Automatic differentiation with source code transformation in Julia (reverse mode). Functions can be nested and have multiple scalar or tensor return values. Works with ArrayFire GPU arrays.
Pkg.add("AutoDiffSource")
# Pkg.checkout("AutoDiffSource") # To stay on top of development releases
using AutoDiffSource
# you can type δ with \delta<TAB>
@δ f(x, y) = (x + 2y) * y^2
That will generate both a regular function f
and a special δf
function:
z, ∇f = δf(x, y)
∂x, ∂y = ∇f()
Functions can be nested and corresponding δ
functions are found by convention, multiple return values are supported too:
@δ function f2(x, y)
q = f(x * y, y) * x
q + y, q - x
end
To calculate the value and get a closure function for the gradient:
z, t, ∇f2 = δf2(x, y)
To calculate the gradient later, once partial derivates are known, just call the closure as a regular function:
∂x, ∂y = ∇f2(∂z, ∂t)
You can define a function with your own gradient calculations:
div(x, y) = x / y
δdiv(x, y) = (x/y, z -> (z/y, -z*x/y^2))
Can be used as a building block for other functions:
@δ f3(x, y) = div(x, y) + y
Simple array indexing is supported:
rosenbrock(x, y) = sum(100*(y-x.^2).^2 + (1-x).^2)
@δ rosenbrock(x) = rosenbrock(x[1:length(x)-1], x[2:length(x)])
# verify correctness
@assert checkdiff(rosenbrock, δrosenbrock, randn(3))

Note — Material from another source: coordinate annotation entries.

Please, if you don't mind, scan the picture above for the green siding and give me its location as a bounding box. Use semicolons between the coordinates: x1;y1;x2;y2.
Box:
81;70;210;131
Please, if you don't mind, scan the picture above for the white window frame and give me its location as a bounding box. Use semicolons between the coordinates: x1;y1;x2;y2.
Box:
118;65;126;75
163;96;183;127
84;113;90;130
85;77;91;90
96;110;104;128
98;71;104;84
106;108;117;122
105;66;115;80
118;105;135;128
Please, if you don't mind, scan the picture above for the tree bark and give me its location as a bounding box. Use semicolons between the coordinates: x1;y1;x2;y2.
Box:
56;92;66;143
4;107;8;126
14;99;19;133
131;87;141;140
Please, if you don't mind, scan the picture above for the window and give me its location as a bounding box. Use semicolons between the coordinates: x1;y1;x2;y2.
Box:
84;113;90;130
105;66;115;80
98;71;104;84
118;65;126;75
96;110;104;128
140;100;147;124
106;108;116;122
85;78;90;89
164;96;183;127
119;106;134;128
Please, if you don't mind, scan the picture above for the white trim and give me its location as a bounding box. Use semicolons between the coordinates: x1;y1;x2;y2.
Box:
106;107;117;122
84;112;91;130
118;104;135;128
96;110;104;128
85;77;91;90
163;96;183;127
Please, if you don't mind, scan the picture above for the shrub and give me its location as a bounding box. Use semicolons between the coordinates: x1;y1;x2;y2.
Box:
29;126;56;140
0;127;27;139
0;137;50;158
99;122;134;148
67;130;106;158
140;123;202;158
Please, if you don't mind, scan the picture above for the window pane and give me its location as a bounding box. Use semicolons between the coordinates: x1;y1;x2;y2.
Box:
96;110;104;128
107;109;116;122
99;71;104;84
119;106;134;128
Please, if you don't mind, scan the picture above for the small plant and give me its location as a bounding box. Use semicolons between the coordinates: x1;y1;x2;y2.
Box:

If you have function arguments that you don't need to differentiate:
@δ f4(x, c) = sum(c .* x)
# just call the version with the "_constN" signature, in this case argument #2 is constant
z, ∇f4 = δf4_const2(x, c)
# the derivative of c will not be calculated
∂x = ∇f4()
Example from training an autoencoder NN:
sigmoid(x) = 1 / (1 + exp(-x))
function autoencoder(We1, We2, Wd, b1, b2, input)
firstLayer = sigmoid.(We1 * input + b1)
encodedInput = sigmoid.(We2 * firstLayer + b2)
reconstructedInput = sigmoid.(Wd * encodedInput)
return reconstructedInput
end
@δ function autoencoderError(We1, We2, Wd, b1, b2, input)
reconstructedInput = autoencoder(We1, We2, Wd, b1, b2, input)
return sum((input - reconstructedInput).^2)
end
@assert checkdiff(autoencoderError, δautoencoderError,
randn(3,3), randn(3,3), rand(3,3), randn(3), randn(3), randn(3))
value, ∇autoencoderError = δautoencoderError_const6(We1, We2, Wd, b1, b2, input)
∂We1, ∂We2, ∂Wd, ∂b1, ∂b2 = ∇autoencoderError()
ReverseDiffSource is pretty close and has more features. This one is faster, easier to use, and supports functions with multiple return values. Since forward and backward passes are separate it can differentiate nested functions or be plugged in to your own gradient learning code.